19 Millionen Menschen waren aufgerufen, 325 Abgeordnete zu wählen. 38 Menschen wurden getötet.

Kirkuk/Bagdad. Der Eifer, mit dem Iraker wählen gehen, steckt an. Wie ein Fest wird der Wahltag im nordirakischen, kurdisch dominierten Kirkuk gefeiert. Die Kurdinnen erscheinen in bunten Tüllkleidern, glitzernd mit Pailletten bestickt. Turkmenen und Araber kommen in langen Gewändern. Ein Vater hat auf dem Handwagen, mit dem er sonst auf den Markt fährt, seine Frau und seine drei Kinder geladen und schiebt ihn zum Wahllokal. Alte und Gebrechliche werden in Kinderwagen zum Wählen gefahren.

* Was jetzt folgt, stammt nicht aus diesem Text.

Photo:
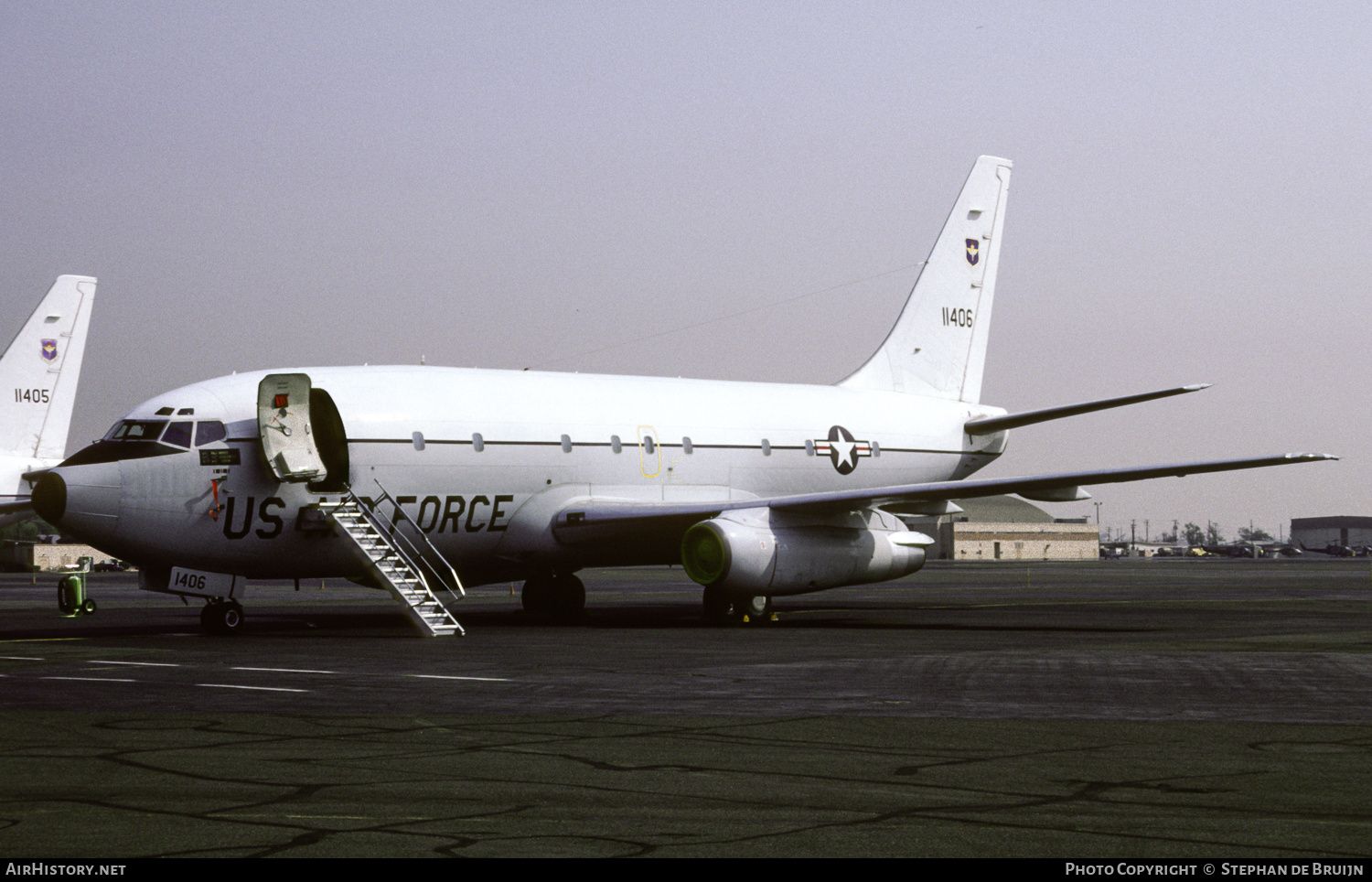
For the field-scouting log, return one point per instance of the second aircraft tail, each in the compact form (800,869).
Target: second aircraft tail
(938,345)
(40,370)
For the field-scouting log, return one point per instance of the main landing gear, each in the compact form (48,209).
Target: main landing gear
(559,597)
(221,616)
(722,608)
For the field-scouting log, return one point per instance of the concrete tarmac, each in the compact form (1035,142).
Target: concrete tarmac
(1161,708)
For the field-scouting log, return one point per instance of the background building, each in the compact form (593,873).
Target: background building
(1316,532)
(1009,528)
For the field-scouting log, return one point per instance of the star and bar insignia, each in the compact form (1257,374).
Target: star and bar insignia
(841,448)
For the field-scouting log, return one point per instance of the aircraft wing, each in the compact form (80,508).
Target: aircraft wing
(582,517)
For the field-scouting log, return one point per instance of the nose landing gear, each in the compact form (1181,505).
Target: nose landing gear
(221,616)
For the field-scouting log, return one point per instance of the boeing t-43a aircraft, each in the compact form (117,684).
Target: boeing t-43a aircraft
(38,378)
(405,476)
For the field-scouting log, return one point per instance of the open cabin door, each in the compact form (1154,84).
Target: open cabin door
(285,428)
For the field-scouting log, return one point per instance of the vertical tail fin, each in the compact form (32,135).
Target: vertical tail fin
(40,370)
(938,345)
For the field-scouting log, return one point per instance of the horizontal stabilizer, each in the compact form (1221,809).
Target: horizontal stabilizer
(1062,494)
(988,425)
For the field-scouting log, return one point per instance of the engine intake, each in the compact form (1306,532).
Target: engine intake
(746,557)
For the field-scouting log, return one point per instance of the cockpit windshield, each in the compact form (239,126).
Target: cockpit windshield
(137,439)
(136,430)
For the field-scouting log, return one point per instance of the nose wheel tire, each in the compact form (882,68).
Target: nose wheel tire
(221,618)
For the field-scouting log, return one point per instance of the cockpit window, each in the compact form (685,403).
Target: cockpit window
(177,434)
(209,431)
(137,430)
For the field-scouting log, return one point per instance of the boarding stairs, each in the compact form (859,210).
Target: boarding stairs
(397,561)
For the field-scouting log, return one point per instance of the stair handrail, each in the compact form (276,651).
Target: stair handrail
(424,538)
(379,525)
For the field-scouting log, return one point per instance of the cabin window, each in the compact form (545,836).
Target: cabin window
(177,434)
(209,431)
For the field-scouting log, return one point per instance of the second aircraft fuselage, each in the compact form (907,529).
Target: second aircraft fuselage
(483,458)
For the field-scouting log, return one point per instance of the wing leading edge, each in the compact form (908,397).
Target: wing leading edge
(595,516)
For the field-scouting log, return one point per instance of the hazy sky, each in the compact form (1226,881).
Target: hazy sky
(724,189)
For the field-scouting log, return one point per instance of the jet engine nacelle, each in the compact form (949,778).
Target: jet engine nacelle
(751,554)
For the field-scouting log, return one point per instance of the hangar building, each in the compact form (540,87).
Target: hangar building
(1316,532)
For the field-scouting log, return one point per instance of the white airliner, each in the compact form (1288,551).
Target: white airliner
(38,378)
(757,489)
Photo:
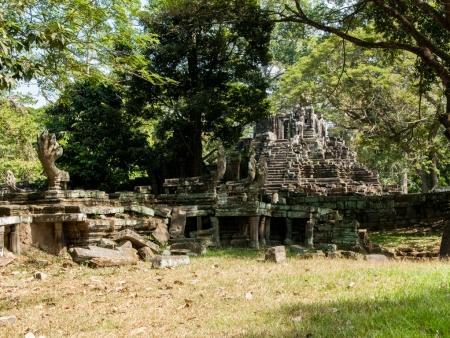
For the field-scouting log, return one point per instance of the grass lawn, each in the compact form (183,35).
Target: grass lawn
(415,239)
(229,293)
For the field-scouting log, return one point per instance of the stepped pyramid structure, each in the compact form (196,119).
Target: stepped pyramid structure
(302,158)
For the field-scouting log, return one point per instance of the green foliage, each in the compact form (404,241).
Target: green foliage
(374,101)
(214,52)
(18,129)
(103,145)
(59,41)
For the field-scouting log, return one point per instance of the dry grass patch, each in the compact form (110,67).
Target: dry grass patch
(229,293)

Auch in Kirkuk herrscht Fahrverbot am Wahltag, wie fast überall im Irak. Nur im Zentrum der Hauptstadt Bagdad haben die Behörden es überraschend gelockert. Privat-Pkw könnten dort wieder fahren, teilte ein Sprecher der Sicherheitskräfte mit. Busse und Lastwagen dürften aber weiterhin nicht auf die Straßen. Der Sprecher nannte keinen Grund für die Teilaufhebung des Fahrverbots, mit dem Autobomben-Attentate auf Wahllokale verhindert werden sollten.

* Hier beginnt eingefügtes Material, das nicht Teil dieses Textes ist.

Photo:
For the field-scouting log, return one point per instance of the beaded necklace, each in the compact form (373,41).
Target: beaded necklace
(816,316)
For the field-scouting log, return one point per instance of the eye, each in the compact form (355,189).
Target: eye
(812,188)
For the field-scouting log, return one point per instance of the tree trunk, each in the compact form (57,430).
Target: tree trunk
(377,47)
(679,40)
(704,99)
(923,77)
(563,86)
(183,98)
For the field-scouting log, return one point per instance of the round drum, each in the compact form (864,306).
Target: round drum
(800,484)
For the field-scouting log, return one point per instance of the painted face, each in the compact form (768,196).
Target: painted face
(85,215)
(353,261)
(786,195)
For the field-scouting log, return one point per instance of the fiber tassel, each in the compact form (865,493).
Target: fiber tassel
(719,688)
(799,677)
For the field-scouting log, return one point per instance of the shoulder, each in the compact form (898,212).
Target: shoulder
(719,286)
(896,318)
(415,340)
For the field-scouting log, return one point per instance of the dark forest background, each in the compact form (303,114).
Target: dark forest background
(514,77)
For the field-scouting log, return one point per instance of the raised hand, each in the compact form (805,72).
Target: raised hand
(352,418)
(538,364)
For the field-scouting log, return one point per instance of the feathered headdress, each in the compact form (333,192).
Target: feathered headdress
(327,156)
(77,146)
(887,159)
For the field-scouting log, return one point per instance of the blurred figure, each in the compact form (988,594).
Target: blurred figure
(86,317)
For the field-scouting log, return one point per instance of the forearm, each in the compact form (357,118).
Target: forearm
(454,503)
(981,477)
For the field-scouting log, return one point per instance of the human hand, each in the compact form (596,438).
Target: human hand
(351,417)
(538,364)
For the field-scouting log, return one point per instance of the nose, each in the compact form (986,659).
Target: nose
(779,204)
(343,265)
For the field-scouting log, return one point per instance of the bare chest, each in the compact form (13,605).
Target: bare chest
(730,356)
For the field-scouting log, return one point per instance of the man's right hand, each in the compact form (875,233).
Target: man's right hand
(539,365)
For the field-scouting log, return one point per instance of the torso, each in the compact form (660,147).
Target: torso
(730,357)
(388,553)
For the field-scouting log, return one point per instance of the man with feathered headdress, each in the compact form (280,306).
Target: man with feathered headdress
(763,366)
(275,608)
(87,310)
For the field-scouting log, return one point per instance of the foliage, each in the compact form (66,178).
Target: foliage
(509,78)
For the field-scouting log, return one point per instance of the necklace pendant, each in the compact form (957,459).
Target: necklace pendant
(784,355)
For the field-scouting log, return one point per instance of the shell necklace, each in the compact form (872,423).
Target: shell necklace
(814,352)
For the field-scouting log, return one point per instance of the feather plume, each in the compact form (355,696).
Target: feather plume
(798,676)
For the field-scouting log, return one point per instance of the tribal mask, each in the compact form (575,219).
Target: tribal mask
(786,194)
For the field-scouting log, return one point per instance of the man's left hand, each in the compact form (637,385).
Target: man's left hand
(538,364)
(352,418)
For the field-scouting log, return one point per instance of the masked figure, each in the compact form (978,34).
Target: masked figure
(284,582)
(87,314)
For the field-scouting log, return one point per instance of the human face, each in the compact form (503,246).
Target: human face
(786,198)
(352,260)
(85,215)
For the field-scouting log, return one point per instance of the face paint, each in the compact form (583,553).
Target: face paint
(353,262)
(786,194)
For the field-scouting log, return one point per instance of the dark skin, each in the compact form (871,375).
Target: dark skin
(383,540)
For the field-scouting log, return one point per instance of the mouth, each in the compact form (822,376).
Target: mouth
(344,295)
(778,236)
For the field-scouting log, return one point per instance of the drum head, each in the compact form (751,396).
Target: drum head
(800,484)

Anders als im Rest des Landes öffnen die Wahlzentren in Kirkuk schon um sieben Uhr morgens. Überall sonst eine Stunde später. Als Wahlbeobachter muss man noch früher aufstehen. Eine Stunde vor Öffnung der Wahllokale werden bereits die Vorbereitungen getroffen. Die Tische werden aufgebaut, Wahlzettel, Namenslisten und Fingertinte zurechtgelegt. Zum Schluss werden die Urnen hereingebracht und versiegelt. Erfahrungsgemäß ist die Stunde vor Wahlbeginn und die letzte Stunde vor Schließung der Wahllokale die sensibelste. Die meisten Fälschungen geschehen dann - und die meisten Anschläge.

Die irakischen Behörden können inzwischen auf einen reichen Erfahrungsschatz zurückblicken. Die gestrige war bereits die zweite Parlamentswahl seit dem Sturz des irakischen Gewaltherrschers Saddam Hussein vor fast sieben Jahren. Außerdem organisierten die Behörden unter Anleitung der Vereinten Nationen ein Referendum über die neue Verfassung sowie Kommunalwahlen, von denen Kirkuk im vorvergangenen Januar allerdings ausgeschlossen geblieben war.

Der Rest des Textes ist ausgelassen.